Entre  craintes et satisfaction chez les Etats Membres

Au sein des Etats, et comme on l’a constaté au cours des discussions de l’Assemblée générale, l’approche « intermédiaire et transitionnelle » ne fait pas l’objet de consensus.  Les avis demeurent fort partagés, entre les Etats  non partisans et partisans de cette introduction ‘’d’arrangements intérimaires’’.  La première catégorie, souligne le risque de voir ‘’tout simplement reporter pendant des décennies la réforme globale du Conseil’’.  Pour eux, ces mesures auraient l’avantage de mettre fin à des discussions répétitives et improductives, qui seraient assortis d’une clause d’examen obligatoire.  Le 13 novembre 2007, Djibouti, Maurice et la Jamaïque ont quelque peu fragilisé le consensus qui semble prévaloir autour de la nécessité de négocier des « arrangements intérimaires » pour sortir de l’impasse les discussions liées à l’augmentation du nombre des membres du Conseil de sécurité.  Pour le représentant de Maurice, discutant à la 49e séance plénière, cette approche intermédiaire contiendrait, en elle, les germes de la perpétuation de l’injustice historique faite à l’Afrique, seul continent à n’occuper aucun siège permanent au Conseil.  Autre voix discordante, celle de Cuba.  Le représentant permanent de Cuba auprès des Nations Unies, Rodrigo Malmierca Diaz a souligné que son pays s’opposait à la tendance à assimiler la réforme de l’ONU à un renforcement des pouvoirs du Conseil de sécurité.  Il a appelé au plein respect des fonctions et pouvoirs des principaux organes, en particulier de l’Assemblée générale, et au maintien de l’équilibre entre ces organes.

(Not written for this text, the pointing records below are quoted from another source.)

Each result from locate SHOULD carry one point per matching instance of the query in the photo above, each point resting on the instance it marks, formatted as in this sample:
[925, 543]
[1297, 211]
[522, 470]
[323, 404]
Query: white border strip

Conseil de securité des Nations Unies aujourd'hui
Photo ONU Devra Berkowitz

Du côté des partisans de cette solution « intermédiaire et transitionnelle », figure notamment l’Islande. Au cours de cette séance suscité du 13 novembre, M. Hjalmar W. Hannesson, représentant de ce pays, aux Nations Unies a tenu, tout en rappelant l’appartenance de son pays au groupe soutenant le G-4, à voir les Etats Membres réfléchir davantage aux idées avancées par les Facilitateurs. Autre soutien, celui de la France. Pour M. Jean-Pierre Lacroix, son représentant aux discussions du 13 novembre, le Gouvernement français est aussi ouvert à une solution transitoire qui, sans préjuger du résultat ultime, permettrait à la communauté internationale d’avancer.   
Le temps est donc venu d’entamer des négociations dans un esprit d’ouverture, d’exigence, de souplesse et avec une ferme volonté d’aboutir.